Dem Kongress lagen zwei Entschließungsanträge vor. Zum einen zur Arbeitszeitflexibilität. Für die „Jonk Demokraten“ ist das Modell „nine to five“ überlebt, die Arbeitnehmer würden heute stärker mitentscheiden wollen, wie sie ihren Arbeitsalltag gestalten wollen. Die JDL, die flexiblere Arbeitszeiten im privaten und öffentlichen Sektor fordert sowie die Förderung der Telearbeit, möchte ein System von „Lebensarbeitszeitkonten“ eingeführt sehen, auf die etwa Überstunden und Urlaubstage „eingezahlt“ werden könnten, zwecks Nutzung für andere Lebensprojekte. Dazu gehört auch der frühere Rentenantritt.

Eine zweite Motion befasste sich mit Organspenden. Die JDL fordert, dass das Gesetz von 1982 angewendet wird, laut dem ein Bürger, der ums Leben kommt, dann automatisch als Organspender angesehen wird, es sei denn, er habe das zu Lebzeiten schriftlich verboten. Die „Jonk Demokraten“ sind überzeugt, dass die Anwendung dieses Gesetzes die Kampagnen des Gesundheitsministeriums für Organspenden überflüssig machen und vor allem den Luxemburgern deutlich helfen würde, die auf einer Warteliste für ein Spenderorgan stehen. Das sind im Durchschnitt 65. Allerdings wurden im vergangenen Jahr lediglich acht Transplantationen durchgeführt. Damit steht Luxemburg europaweit an letzter Stelle. Die Motionen erhielten mehrheitlich grünes Licht.

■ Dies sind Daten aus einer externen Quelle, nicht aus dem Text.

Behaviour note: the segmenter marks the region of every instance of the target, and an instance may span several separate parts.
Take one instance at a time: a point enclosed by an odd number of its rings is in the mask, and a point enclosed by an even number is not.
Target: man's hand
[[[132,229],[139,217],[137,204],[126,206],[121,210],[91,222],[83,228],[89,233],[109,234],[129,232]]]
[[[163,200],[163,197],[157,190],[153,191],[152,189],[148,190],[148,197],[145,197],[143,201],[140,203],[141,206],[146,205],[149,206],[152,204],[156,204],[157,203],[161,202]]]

Corinne Cahen: „Wir müssen über dieReferenzperiode sprechen“

DP-Präsidentin Corinne Cahen bedankte sich bei den „Jonk Demokraten“ für ihre permanenten Anregungen, das Leben der Bürger in Luxemburg zu verbessern. Besonders die „work life balance“ sei ein wichtiges Feld, das die Regierung in den letzten Jahren unter den Impulsen der DP konsequent beackert habe.

Sie erinnerte dabei vor allem an die Reform der Elternzeit, die ein großer Erfolg sei, würden sich doch auch immer mehr Väter für ein Elternzeitmodell entscheiden. „Wir müssen über die Referenzperiode sprechen“, meinte Corinne Cahen bezüglich der Diskussion über Arbeitszeitflexibilisierung. Die derzeitige Regelung über die gesetzlichen Arbeitszeiten stelle nicht nur die Arbeitgeber nicht zufrieden, sondern vor allem auch nicht die Arbeitnehmer.

„Wir machen keine Politik gegen etwas, sondern für die Bürger“, unterstrich die DP-Vorsitzende, die am kommenden Sonntag mehr Details über das Wahlprogramm der Demokratischen Partei enthüllen wird. Dann findet ab 10.00 nämlich im „Tramsschapp“ in Limpertsberg der Nationalkongress der Liberalen statt.